# Toronto Math Forum

## MAT244--2018F => MAT244--Lectures & Home Assignments => Topic started by: Jiacheng Ge on November 06, 2018, 10:07:24 PM

Title: quiz 5 0701
Post by: Jiacheng Ge on November 06, 2018, 10:07:24 PM
Can anyone explain the integral here? I tried by parts but don't know how.
Title: Re: integral
Post by: Jiacheng Ge on November 06, 2018, 10:56:49 PM
nvm
Title: Re: integral
Post by: Monika Dydynski on November 06, 2018, 11:04:01 PM
$$-\frac{e^t}{2}\int{e^{-t}\tanh{(t)}} dt$$

For the integrand ${e^{-t}\tanh{t}}$, write $\tanh{t}$ as $\frac{e^t-e^{-t}}{e^{-t}+e^t}$.

(Note that if this doesn't look familiar, you should review hyperbolic sine and cosine)

$$-\frac{e^t}{2}\int{e^{-t}\tanh{(t)}}dt=-\frac{e^t}{2}\int{\frac{e^{-t}(e^t-e^{-t})}{e^{-t}+e^t}}dt$$

Expanding the integrand gives

$$=-\frac{e^t}{2}\int{\left(\frac{e^t}{e^{2t}+1}-\frac{e^{-t}}{e^{2t}+1}\right)}dt=-\frac{e^t}{2}\int{\left(\frac{e^t}{e^{2t}+1}-\frac{e^{-t}}{e^{2t}+1}\right)}dt$$

For the integrand $\left(\frac{e^t}{e^{2t}+1}\right)$, substitute $u=e^x$ and $du=e^x dx$, and for the integrand $\left(\frac{e^{-t}}{e^{2t}+1}\right)$, substitute $v=e^x$ and $dv=e^x dx$.

Try proceeding this way.
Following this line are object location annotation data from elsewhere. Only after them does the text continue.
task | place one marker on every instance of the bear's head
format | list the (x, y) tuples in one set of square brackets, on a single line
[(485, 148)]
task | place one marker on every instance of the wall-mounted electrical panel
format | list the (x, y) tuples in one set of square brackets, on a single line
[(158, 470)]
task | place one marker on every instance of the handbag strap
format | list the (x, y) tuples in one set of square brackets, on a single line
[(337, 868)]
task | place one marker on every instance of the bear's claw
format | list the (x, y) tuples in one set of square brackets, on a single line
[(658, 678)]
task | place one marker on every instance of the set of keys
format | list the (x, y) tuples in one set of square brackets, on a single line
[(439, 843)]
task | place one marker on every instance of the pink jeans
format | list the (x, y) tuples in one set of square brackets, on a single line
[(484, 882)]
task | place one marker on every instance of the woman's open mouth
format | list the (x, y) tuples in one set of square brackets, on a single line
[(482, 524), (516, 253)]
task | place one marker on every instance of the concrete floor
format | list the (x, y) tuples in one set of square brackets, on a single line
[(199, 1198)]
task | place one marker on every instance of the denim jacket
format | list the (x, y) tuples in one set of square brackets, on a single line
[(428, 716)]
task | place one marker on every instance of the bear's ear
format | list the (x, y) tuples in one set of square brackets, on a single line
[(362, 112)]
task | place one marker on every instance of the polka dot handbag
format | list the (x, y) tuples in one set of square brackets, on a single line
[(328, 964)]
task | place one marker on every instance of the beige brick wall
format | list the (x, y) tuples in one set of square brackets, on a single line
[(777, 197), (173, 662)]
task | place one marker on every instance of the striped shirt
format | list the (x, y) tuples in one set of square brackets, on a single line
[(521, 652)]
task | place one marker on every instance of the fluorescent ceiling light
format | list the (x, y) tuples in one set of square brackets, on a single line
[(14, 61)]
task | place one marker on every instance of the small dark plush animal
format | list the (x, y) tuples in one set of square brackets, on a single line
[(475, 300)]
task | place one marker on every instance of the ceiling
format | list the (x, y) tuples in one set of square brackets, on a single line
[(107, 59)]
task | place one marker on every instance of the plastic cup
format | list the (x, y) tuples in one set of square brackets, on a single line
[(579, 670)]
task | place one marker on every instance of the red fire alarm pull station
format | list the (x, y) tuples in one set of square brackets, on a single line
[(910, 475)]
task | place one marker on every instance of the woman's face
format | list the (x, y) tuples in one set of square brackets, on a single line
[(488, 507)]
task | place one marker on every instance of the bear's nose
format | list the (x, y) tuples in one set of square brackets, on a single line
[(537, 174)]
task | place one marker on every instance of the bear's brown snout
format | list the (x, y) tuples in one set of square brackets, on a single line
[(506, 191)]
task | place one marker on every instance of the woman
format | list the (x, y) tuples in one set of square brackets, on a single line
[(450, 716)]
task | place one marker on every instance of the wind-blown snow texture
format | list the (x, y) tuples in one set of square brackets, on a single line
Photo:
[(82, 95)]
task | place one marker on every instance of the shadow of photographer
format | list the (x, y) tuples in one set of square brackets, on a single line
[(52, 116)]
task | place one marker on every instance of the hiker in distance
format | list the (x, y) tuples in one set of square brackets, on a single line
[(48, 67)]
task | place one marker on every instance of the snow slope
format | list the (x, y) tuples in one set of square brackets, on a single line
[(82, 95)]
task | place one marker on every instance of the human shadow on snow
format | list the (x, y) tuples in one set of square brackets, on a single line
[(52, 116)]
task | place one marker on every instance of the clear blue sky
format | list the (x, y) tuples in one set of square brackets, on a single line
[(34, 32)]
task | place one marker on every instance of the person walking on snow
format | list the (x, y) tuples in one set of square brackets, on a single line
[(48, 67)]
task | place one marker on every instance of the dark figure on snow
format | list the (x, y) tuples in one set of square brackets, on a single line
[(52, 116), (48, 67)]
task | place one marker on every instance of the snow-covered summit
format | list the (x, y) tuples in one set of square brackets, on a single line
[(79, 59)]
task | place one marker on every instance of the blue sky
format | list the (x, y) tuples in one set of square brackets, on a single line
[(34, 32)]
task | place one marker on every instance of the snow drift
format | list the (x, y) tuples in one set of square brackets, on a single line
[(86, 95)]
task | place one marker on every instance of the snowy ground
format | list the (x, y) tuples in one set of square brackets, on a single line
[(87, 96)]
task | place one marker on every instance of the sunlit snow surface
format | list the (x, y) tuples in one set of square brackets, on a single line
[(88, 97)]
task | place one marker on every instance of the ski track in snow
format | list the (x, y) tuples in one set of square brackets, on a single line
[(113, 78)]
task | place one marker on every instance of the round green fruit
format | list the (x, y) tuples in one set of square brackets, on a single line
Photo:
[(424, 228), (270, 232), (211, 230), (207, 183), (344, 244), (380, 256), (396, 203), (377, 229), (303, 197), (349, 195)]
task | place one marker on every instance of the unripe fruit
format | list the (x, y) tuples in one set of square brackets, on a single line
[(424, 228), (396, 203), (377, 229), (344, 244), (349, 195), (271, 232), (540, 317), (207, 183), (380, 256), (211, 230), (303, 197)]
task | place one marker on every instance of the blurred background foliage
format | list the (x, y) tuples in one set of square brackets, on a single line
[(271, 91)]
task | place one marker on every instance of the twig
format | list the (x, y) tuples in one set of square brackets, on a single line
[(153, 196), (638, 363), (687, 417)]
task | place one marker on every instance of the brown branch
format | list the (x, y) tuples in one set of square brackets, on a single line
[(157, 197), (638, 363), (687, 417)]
If you need help beyond this point, just lmk

Title: Re: quiz 5 0701
Post by: Jiacheng Ge on November 06, 2018, 11:48:25 PM
Can you show me the detailed integral of y2?
Title: Re: quiz 5 0701
Post by: Victor Ivrii on November 07, 2018, 12:54:15 AM
It is not the easiest way
$$\int e^{-t}\tanh(t)\,dt = \int \frac{e^{t}-e^{-t}}{e^{t}+e^{-t}}e^{-t}\,dt= \int \frac{1-e^{-2t}}{1+e^{-2t}}e^{-t}\,d= \int \Bigl( 1- \frac{2}{1+e^{-2t}}\Bigr)\,de^{-t} = e^{-t}-2\arctan (e^{-t})+c.$$